Prof. Yamashita explains: “This suggests that the peptide reached the site of action by icv. administration is present in large amounts in the brain but only in very small amounts as it remains in the perivascular space. On the other hand, PAS-CPP-GLP-2 administered intranasally, unlike icv. administration, it can be transferred to the site of action without passing through the CSF or the perivascular space.
These results led the team to identify the central transfer drug administration route after administration. This route involved the main trigeminal sensory nucleus, followed by the trigeminal lemniscus of the trigeminal nerve, and led to the drug’s work sites. Finally, the migration of PAS-CPP-GLP-2 through nerve transit was found to be the reason behind its pharmacological activity despite its low levels in the brain upon administration.
Professor Yamashita explains: “This is the world’s first drug delivery system that allows intranasally administered peptides to reach the central nervous system via nerve cells, delivering peptides to the site of action with the same efficiency as icv management.”
Speaking about future applications of the team’s findings, Prof. Yamashita concludes: “Current data suggest the possibility of extending the use of this system from the treatment of depression to drug delivery in patients with Alzheimer’s disease. Therefore, it is expected to be applied to neurodegenerative diseases with a high unmet medical demand.”

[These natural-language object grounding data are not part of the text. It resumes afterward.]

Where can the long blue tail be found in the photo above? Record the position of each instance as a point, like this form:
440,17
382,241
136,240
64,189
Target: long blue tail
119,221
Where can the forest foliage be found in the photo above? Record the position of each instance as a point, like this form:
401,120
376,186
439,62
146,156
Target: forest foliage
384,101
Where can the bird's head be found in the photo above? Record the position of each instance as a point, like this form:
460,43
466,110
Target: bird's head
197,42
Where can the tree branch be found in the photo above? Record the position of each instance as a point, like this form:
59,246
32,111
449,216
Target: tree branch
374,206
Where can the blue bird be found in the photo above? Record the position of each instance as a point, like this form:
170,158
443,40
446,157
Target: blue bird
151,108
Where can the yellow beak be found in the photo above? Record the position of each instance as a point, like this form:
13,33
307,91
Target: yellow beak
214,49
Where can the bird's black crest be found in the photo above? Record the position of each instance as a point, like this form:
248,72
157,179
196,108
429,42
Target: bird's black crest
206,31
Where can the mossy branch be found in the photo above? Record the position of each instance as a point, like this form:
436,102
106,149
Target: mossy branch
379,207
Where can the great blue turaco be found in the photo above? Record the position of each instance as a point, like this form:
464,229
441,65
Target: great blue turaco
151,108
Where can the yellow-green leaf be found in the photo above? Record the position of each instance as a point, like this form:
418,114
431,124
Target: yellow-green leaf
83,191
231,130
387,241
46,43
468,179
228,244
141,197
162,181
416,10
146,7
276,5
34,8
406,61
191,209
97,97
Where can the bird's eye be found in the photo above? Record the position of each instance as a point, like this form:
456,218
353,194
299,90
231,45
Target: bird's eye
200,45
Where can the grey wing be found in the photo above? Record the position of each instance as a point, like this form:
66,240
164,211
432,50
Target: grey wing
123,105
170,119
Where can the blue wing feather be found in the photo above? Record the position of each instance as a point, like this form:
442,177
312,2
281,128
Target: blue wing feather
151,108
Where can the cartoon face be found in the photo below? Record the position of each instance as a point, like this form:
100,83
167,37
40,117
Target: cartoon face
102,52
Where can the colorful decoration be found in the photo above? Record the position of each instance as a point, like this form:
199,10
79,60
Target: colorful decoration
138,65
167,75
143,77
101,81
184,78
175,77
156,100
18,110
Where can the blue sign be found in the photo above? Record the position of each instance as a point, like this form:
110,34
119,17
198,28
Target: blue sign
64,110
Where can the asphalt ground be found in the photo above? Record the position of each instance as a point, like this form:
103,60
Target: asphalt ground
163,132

About Tokyo University of Science
Tokyo University of Science (TUS) is a well-known and respected university, and the largest private science research university in Japan, with four campuses in central and suburban Tokyo and in Hokkaido. Established in 1881, the university has continuously contributed to Japan’s scientific development by instilling a love of science in researchers, technicians, and educators.
With the mission of “Creating science and technology for the harmonious development of nature, human beings and society”, TUS has undertaken a wide range of research from basic to applied science. TUS has taken a multidisciplinary approach to research and has conducted intensive studies in some of today’s most vital fields. TUS is a meritocracy where the best of science is recognized and promoted. It is the only private university in Japan that has produced a Nobel Prize winner and the only private university in Asia that produces Nobel Prize winners within the field of natural sciences.
About Professor Chikamasa Yamashita of the Tokyo University of Science
Prof. Chikamasa Yamashita is a Distinguished Professor at the Faculty of Pharmaceutical Sciences, Department of Medicine and Life Sciences, Tokyo University of Science, Japan. Prof. Yamashita has a Ph.D. in the field of Pharmaceutical Sciences from Tokushima University, Japan. With over 30 years of pharmaceutical research experience, Prof. Yamashita is an expert in the field of regenerative medicine and nasal drug delivery systems. He has helped author more than 150 research publications in nationally and internationally accredited journals and currently holds five patents in the field of pharmaceutical research to his credit.
This work was supported by research funds from Daiichi Sankyo’s TaNeDS Funding Program.